Inside my heart sank. In one short evening he'd managed to get in tight with all my friends.
I changed the subject, and we talked about movies and clothes while listening to rock music. Loud rock music. Def Leppard and Bon Jovi. Whitesnake.
"This is the only way to listen to music," Wendy said. "So loud you can hear it vibrate in your chest."
Just before eight, when the guests were scheduled to arrive, Mr. Lindstrom came downstairs and asked Wendy to turn it down.
"What?" Wendy pretended not to hear.
"Turn it down!"
She turned it down one notch.
He winced. "More."
She turned it down two more notches. "How's that?"
"All right," he said grudgingly and started back up the stairs.
"Wouldn't want to disturb the unborn child," Wendy said softly.
He paused at the top, a slim, neatly dressed man with thinning hair. He looked oddly helpless. "I don't understand how you can listen to this stuff. You used to love classical music. How come you never play the piano anymore?"

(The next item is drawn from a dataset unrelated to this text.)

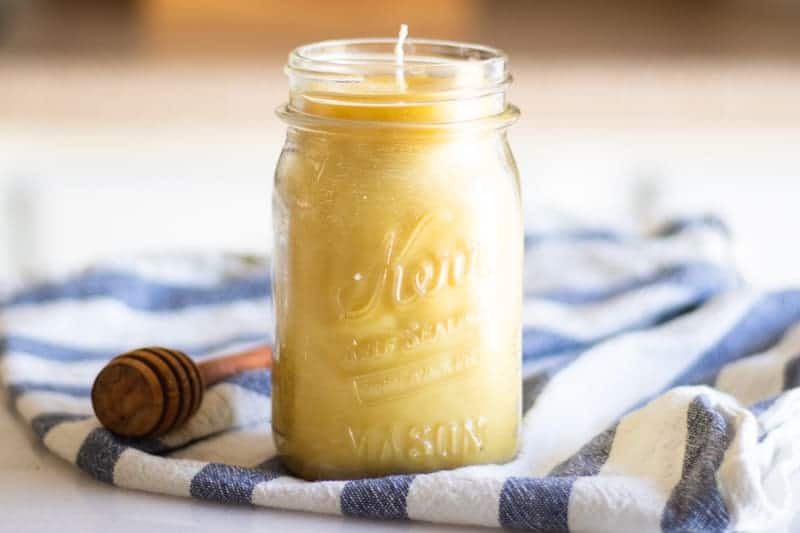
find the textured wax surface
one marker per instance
(659, 392)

"I have a tin ear," Wendy said.
"You were so good at it."
"Sometimes we outgrow things," she said between clenched teeth.
He just shook his head and left.
Wendy hugged her elbows, staring straight ahead. "He doesn't listen. I've told him a hundred times I'll never play piano again."
For the first time I noticed the piano in the corner of the room. Wendy had done her best to bury it under a stack of papers and some clothes.
I risked a question. "Were you a child prodigy or something?"
"You'd think so, but no. I just had some lessons as a kid." Wendy clearly didn't want to talk about it. "Which movie do you want to watch first? Police Academy 3 or Top Gun?" She held up the two tapes.
I voted for Top Gun even though we'd already seen it once before, and we drooled over Tom Cruise. Wendy had provisioned the den with pop and chips so we didn't poke our heads upstairs all evening.
Raven called down for us to go to sleep at one o'clock. We broke out the sleeping bags, but continued to talk for an hour.
Just before we dropped off to sleep, Wendy brought Mike up again. "He was asking about you. Did you know him Before?" She laughed. "Or should I say After? Get it?"
I didn't get it, and my heart began to pound against my ribcage. "What do you mean?"
But Wendy was through being indiscreet. She looked at me in admiration. "You never slip, do you? I catch myself half a dozen times a day about to say the wrong thing, but you never slip. It's disgusting. I better go to sleep before I cost Dad a thousand bucks. Goodnight." She turned over and slid straight into dreamland.
I lay awake half the night, staring at the ceiling, trying to figure out what she had meant. I felt chilled, as if I had touched the tip of an iceberg but had not yet begun to comprehend the vast, dim shape below.